You are ready to launch your first (or next) online business, a common question arises over how you should enter a given market and how many sites should you have.
It can get quite confusing, common terms like “niche micro sites” get thrown out alongside “authority sites” not to mention the various opinions people have on how many pages (sales copy and content) your website should ideally have when you launch.
Another set of questions revolve around the ideal business model for your online business…should you build a dozen niche micro sites or are you better focusing on one single site and build it over time?
Should your site have 50 pages of content or 5? Should you have a blog or is it better to syndicate content externally and build backlinks to your niche micro site?
SEEING THE FOREST FOR THE TREES
I understand these are important (even fundamental) questions, yet the answer is much simpler and more intuitive than most people may think.
How do offline businesses grow?
They start small and grow (and even diversify) over time right?
You don’t go and immediately open 20 shops, you start with one or two. You work those businesses until you have a proven ability to generate profit and THEN you build a few more (based on the same successful model with the same target market and product mix).
Only when you have built a proven, large-scale business do you even consider opening another related or unrelated business – correct?
The same holds true online.
The one BIG difference online is that you have more leeway to try/experiment/test your ideas, market positioning and web design than you have with an offline business.
This means you can start wider, more scattered but with a laser-focused intent to quickly determine the winning model and then follow the same growth model that works for offline businesses.
In fact, the 6-week Information Product Profit Program inside InfoMarketer’sZone outlines a specific set of techniques you can use to quickly test and uncover hidden profit potential within a given marketplace…we actually discovered this by accident with one of our sites that now is a top profit producer for us.
To be honest, I never really understood the value in starting a business with the intent of building a bunch of micro niche sites (with the intent to either stay micro, earn a few bucks from each site or flip the sites)
What does make much more sense is to start small, perhaps even go wide if you are unsure of the exact positioning model and then after a period of testing, pick the angle that works most in that market.
Once you find that opportunity though, you need to expand…more content on your site, more content syndicated, more advertising, more PR, more social networking, more partners, etc…

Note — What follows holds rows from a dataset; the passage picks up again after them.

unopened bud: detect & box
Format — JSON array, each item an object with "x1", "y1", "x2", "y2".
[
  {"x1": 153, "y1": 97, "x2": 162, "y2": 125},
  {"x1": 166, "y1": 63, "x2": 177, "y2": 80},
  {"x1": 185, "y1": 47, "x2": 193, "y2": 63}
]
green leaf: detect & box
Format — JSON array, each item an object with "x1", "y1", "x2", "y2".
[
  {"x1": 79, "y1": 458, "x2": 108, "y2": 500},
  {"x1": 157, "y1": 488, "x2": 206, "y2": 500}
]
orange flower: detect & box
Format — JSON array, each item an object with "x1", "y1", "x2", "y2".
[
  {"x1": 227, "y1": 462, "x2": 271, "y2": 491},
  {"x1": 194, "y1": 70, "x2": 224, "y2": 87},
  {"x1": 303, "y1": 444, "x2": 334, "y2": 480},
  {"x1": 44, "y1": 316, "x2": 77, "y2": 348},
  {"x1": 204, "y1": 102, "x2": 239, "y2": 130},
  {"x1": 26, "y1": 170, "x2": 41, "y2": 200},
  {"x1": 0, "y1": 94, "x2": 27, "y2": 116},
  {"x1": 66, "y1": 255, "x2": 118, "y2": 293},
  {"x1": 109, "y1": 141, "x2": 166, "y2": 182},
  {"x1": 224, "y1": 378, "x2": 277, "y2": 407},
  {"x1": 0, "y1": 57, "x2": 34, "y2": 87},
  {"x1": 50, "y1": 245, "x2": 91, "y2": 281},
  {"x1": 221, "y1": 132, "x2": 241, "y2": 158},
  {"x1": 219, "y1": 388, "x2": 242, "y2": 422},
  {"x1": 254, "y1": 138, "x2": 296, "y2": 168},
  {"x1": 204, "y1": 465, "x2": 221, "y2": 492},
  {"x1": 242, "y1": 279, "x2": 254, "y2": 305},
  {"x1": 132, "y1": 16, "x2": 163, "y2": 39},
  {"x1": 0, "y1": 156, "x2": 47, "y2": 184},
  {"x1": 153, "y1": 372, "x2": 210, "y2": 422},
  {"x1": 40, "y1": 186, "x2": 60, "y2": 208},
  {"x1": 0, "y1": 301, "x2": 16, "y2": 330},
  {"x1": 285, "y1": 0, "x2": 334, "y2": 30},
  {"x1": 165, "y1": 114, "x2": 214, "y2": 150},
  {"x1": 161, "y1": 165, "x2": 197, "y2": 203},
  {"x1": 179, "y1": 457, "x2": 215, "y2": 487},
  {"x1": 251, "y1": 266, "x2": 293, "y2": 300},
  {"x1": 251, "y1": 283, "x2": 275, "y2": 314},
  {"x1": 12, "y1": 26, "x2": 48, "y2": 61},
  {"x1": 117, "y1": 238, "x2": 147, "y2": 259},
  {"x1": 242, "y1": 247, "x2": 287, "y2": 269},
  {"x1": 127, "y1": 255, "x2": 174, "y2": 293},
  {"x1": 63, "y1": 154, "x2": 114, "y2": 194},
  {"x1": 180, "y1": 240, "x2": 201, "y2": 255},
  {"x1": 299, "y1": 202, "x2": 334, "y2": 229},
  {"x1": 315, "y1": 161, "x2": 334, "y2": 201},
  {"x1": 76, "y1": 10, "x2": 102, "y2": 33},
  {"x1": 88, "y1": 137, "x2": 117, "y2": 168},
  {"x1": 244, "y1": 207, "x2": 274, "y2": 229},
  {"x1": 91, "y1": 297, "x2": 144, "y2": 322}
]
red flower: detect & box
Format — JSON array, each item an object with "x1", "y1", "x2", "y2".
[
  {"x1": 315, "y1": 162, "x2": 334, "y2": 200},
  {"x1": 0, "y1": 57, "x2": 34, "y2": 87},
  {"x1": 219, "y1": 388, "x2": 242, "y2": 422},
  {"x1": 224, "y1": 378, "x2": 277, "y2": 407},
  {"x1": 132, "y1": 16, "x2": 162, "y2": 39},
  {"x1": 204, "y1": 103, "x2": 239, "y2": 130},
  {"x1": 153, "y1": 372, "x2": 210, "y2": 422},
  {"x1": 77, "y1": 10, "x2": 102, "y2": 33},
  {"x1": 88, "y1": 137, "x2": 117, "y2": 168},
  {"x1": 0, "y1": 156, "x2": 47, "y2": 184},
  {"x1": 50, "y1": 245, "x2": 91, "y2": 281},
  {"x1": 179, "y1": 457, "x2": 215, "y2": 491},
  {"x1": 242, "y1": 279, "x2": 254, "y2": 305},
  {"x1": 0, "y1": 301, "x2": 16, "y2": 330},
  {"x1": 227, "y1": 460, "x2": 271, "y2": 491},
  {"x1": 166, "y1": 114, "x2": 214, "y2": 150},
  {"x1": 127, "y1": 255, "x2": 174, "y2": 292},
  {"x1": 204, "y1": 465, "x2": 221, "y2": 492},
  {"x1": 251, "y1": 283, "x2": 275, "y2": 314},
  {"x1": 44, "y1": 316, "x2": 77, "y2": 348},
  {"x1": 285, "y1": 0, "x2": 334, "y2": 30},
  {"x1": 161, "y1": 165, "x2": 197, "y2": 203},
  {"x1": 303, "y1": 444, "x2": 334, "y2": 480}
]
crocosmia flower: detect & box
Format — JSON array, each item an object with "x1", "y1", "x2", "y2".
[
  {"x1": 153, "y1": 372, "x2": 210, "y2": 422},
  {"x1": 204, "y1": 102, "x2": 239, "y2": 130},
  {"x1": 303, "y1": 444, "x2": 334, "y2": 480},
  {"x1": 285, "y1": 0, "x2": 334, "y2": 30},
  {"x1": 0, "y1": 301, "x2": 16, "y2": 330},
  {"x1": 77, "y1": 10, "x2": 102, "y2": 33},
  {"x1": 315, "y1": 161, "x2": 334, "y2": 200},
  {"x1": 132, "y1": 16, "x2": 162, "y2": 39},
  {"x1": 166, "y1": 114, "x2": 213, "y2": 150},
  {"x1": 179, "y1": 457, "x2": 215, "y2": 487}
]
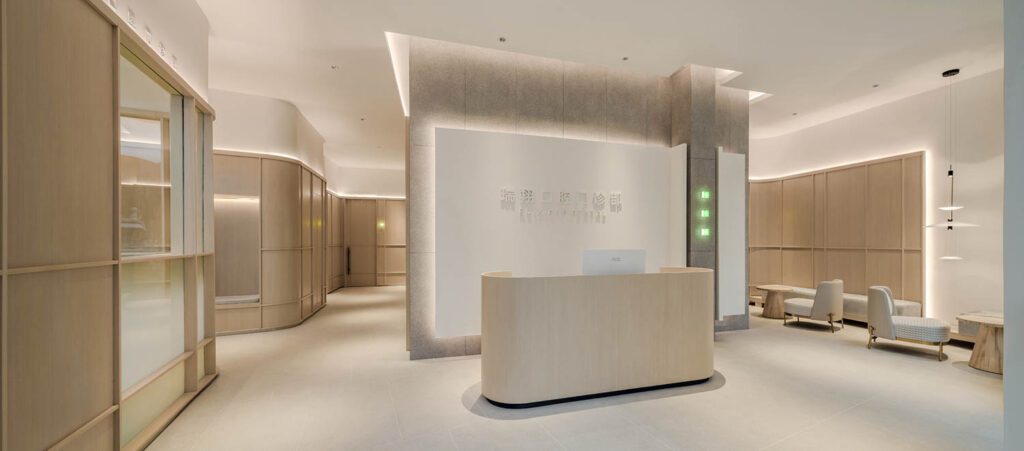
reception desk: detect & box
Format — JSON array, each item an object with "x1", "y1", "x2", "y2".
[{"x1": 481, "y1": 268, "x2": 715, "y2": 408}]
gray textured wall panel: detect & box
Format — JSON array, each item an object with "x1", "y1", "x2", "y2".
[
  {"x1": 409, "y1": 39, "x2": 466, "y2": 146},
  {"x1": 407, "y1": 38, "x2": 689, "y2": 359},
  {"x1": 406, "y1": 146, "x2": 436, "y2": 252},
  {"x1": 516, "y1": 55, "x2": 564, "y2": 137},
  {"x1": 647, "y1": 77, "x2": 672, "y2": 148},
  {"x1": 562, "y1": 63, "x2": 607, "y2": 141},
  {"x1": 607, "y1": 71, "x2": 652, "y2": 145},
  {"x1": 464, "y1": 47, "x2": 516, "y2": 133}
]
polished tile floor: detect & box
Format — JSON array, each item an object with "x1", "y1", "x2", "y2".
[{"x1": 151, "y1": 287, "x2": 1002, "y2": 450}]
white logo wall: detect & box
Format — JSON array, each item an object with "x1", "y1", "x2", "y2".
[{"x1": 435, "y1": 128, "x2": 686, "y2": 337}]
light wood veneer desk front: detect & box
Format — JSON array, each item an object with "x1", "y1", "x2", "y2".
[{"x1": 481, "y1": 268, "x2": 715, "y2": 407}]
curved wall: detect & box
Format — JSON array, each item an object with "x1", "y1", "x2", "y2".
[{"x1": 214, "y1": 151, "x2": 327, "y2": 334}]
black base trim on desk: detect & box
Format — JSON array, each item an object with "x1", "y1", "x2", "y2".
[{"x1": 483, "y1": 377, "x2": 711, "y2": 409}]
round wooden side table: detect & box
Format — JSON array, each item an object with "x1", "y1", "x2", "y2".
[
  {"x1": 757, "y1": 285, "x2": 793, "y2": 320},
  {"x1": 956, "y1": 315, "x2": 1002, "y2": 374}
]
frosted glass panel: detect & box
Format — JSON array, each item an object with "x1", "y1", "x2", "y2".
[
  {"x1": 196, "y1": 257, "x2": 206, "y2": 342},
  {"x1": 119, "y1": 55, "x2": 182, "y2": 255},
  {"x1": 718, "y1": 148, "x2": 746, "y2": 321},
  {"x1": 121, "y1": 260, "x2": 185, "y2": 390}
]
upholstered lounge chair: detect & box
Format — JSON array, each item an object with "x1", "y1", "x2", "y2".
[
  {"x1": 782, "y1": 279, "x2": 846, "y2": 333},
  {"x1": 867, "y1": 286, "x2": 949, "y2": 362}
]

The good news if you follow this process though is that you get to do all of this KNOWING that your effort or investment will lead to higher profits rather than “hoping” or “experimenting” with your time and money.
As you see, using this process will ultimately move you from the micro niche website model toward an authority model but ONLY for those sites and pages you know to be profitable.
One of the main benefits of the internet (versus building a brick-and-mortar business) is that you can quickly and relatively inexpensively test various markets, positioning and designs to find the golden nuggets. Once you see that nice mix of demand/traffic, conversions and profits – you can (and should) go big.